A comparison of citizen posts on social media with online media coverage shows that while the three main political parties were each receiving almost similar levels of mentions on both platforms, the ANC received more online media coverage and the other two parties received more mentions from private citizens. The ANC received 59% online media mentions versus 50% citizen mentions, while the EFF received 11% online media mentions and 15% citizen mentions, and the DA received 30% online media and 35% citizen mentions.
If media coverage is generating citizen conversations, this speaks directly to the fairness or bias involved in media coverage, and the suggested bias here seems to favour the ANC and Zuma.
In June the DA said it was considering legal action against the SABC after determining that the ANC received disproportionately higher coverage than other political parties. It said the ANC had received nearly three times more coverage than the DA and four and a half times as much coverage than the EFF.
However, among the top 6 online media organisations monitored by BrandsEye – SABC, IOL, News24, TimesLive, BDLive and ANN7 - it is ANN7 which devoted the highest coverage to the ANC at 68%, with TimesLive and News24 jointly second at 60% each and the SABC third only with 59%. This includes both negative and positive coverage, but then again, any news is probably better than no news at all.

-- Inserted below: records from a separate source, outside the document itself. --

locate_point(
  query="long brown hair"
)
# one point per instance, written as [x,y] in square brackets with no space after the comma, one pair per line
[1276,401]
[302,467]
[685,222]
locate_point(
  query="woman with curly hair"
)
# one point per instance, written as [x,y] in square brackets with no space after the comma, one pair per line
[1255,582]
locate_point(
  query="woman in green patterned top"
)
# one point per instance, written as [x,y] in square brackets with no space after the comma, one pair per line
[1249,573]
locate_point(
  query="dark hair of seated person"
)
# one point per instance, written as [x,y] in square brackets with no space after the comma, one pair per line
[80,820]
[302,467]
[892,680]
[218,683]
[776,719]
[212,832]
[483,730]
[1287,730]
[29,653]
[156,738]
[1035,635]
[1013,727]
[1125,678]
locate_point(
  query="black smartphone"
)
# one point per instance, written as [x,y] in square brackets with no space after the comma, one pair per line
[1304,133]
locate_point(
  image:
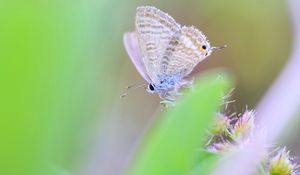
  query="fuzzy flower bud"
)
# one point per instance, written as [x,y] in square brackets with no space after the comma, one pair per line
[244,125]
[281,164]
[221,124]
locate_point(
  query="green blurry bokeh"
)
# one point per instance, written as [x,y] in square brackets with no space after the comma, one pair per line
[63,67]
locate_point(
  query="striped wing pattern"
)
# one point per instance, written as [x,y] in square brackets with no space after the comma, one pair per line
[154,30]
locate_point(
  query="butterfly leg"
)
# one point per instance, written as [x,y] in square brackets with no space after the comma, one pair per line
[188,83]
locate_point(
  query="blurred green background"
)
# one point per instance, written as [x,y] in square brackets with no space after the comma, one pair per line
[63,67]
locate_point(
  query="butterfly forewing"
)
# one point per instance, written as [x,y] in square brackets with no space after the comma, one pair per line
[184,52]
[154,31]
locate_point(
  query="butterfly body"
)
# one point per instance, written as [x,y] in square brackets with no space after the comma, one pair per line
[164,52]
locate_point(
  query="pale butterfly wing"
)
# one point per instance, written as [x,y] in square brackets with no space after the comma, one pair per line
[184,52]
[133,50]
[154,31]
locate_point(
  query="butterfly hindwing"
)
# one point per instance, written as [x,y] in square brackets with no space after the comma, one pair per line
[184,52]
[132,48]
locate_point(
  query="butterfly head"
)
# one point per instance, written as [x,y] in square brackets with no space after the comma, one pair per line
[151,88]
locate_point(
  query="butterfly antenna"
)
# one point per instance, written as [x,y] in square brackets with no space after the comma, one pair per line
[132,87]
[218,48]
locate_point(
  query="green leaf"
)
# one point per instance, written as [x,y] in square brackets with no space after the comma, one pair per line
[172,142]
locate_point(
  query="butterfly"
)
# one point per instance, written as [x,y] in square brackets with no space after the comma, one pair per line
[163,52]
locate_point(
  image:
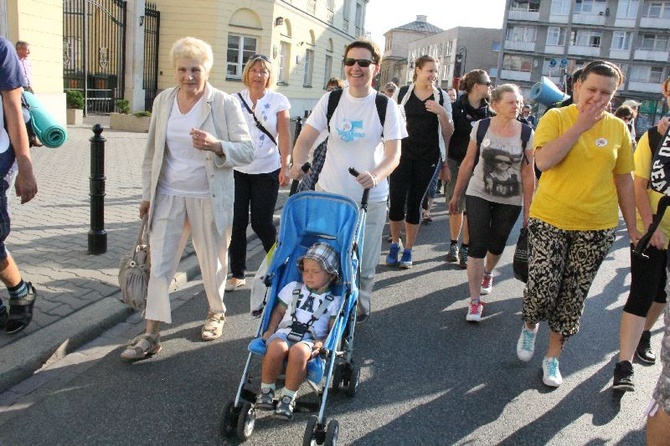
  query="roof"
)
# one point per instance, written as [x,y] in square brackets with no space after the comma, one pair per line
[420,26]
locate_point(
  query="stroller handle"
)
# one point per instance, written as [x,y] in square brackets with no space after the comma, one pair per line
[294,184]
[366,192]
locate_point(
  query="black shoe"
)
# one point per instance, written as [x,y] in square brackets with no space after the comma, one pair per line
[623,377]
[4,314]
[361,318]
[21,311]
[643,351]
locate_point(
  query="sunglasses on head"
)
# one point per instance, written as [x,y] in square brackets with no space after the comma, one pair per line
[260,56]
[363,63]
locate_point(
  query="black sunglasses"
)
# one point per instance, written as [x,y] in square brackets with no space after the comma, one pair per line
[363,63]
[259,56]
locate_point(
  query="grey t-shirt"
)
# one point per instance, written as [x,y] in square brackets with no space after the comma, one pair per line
[497,176]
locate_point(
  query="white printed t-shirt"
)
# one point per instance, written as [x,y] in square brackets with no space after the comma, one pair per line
[355,141]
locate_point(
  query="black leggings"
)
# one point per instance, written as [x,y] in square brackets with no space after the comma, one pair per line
[258,192]
[408,184]
[489,225]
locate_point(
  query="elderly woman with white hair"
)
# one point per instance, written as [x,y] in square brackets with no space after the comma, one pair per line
[197,135]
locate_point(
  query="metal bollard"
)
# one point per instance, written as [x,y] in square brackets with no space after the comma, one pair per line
[298,128]
[97,236]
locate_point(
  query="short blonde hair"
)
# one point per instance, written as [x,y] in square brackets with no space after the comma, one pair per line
[253,60]
[192,48]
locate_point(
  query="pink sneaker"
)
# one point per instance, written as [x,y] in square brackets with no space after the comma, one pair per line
[487,284]
[475,310]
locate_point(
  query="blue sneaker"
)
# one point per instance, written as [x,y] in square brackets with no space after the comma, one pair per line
[406,260]
[392,258]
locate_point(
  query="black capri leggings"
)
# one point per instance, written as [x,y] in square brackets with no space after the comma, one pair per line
[407,185]
[489,225]
[647,283]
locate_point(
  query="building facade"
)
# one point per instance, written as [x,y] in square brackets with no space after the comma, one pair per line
[304,39]
[552,38]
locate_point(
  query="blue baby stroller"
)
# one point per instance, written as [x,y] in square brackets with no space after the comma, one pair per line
[307,218]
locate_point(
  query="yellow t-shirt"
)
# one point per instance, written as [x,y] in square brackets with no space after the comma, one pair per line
[579,192]
[643,161]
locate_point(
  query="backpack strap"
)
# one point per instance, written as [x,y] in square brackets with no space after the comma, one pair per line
[333,100]
[381,102]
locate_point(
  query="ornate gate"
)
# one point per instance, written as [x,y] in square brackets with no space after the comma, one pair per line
[152,22]
[94,41]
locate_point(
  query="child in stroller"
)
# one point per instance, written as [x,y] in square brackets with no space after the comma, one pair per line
[299,324]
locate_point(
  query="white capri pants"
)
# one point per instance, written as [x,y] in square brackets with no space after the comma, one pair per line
[174,219]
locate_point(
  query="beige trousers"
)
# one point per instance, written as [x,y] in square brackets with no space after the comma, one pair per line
[174,219]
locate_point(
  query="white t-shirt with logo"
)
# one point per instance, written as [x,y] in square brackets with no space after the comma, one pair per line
[355,141]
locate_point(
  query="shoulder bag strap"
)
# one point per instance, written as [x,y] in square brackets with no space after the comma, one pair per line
[258,123]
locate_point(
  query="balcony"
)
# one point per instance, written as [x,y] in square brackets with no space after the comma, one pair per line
[589,51]
[651,56]
[519,46]
[645,87]
[515,75]
[620,54]
[554,49]
[647,22]
[524,15]
[588,19]
[559,18]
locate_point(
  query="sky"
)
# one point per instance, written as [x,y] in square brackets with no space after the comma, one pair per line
[383,15]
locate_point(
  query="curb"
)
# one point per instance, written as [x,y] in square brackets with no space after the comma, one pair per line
[24,357]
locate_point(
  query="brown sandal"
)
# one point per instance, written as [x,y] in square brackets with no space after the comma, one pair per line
[142,346]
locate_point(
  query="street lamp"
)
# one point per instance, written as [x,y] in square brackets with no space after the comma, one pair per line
[460,59]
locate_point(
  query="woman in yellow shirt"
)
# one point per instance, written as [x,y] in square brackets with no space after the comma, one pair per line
[586,159]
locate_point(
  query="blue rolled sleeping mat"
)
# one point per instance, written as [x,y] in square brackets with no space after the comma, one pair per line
[45,126]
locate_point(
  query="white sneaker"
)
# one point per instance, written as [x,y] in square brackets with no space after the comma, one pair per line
[475,310]
[525,346]
[551,375]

In the case of ANN7 most of its coverage of the ANC was positive. The DA received its highest coverage, but most of it negative, from IOL which is often perceived to be “pro-ANC”. Out of the 6 online media entities, News24, TimesLIVE and ANN7 paid the least attention to the DA, while the EFF received its lowest coverage from ANN7 at a mere 4% and it highest coverage from the SABC, IOL and News24 at 13% each.
As far as party leaders go, President Zuma received almost the same coverage as his party from the media, with Maimane receiving slightly less coverage than his party, and Malema receiving almost double the coverage his party received. The odd one out was once again ANN7, whose coverage of Zuma towered over the rest at 71%, but who made no mention of Malema at all.
Online media coverage for main political leaders across top media sources by coverage (4 July – 27 July)
It would seem that while the SABC stands accused of being the ANC and Zuma’s mouthpiece, and not affording the DA a fair deal, its reporting on both political parties and their leaders is more or less on a par with all other media, except for ANN7. It is the latter, rather than the SABC, that seems to be guilty of having the highest pro-ANC bias in its coverage.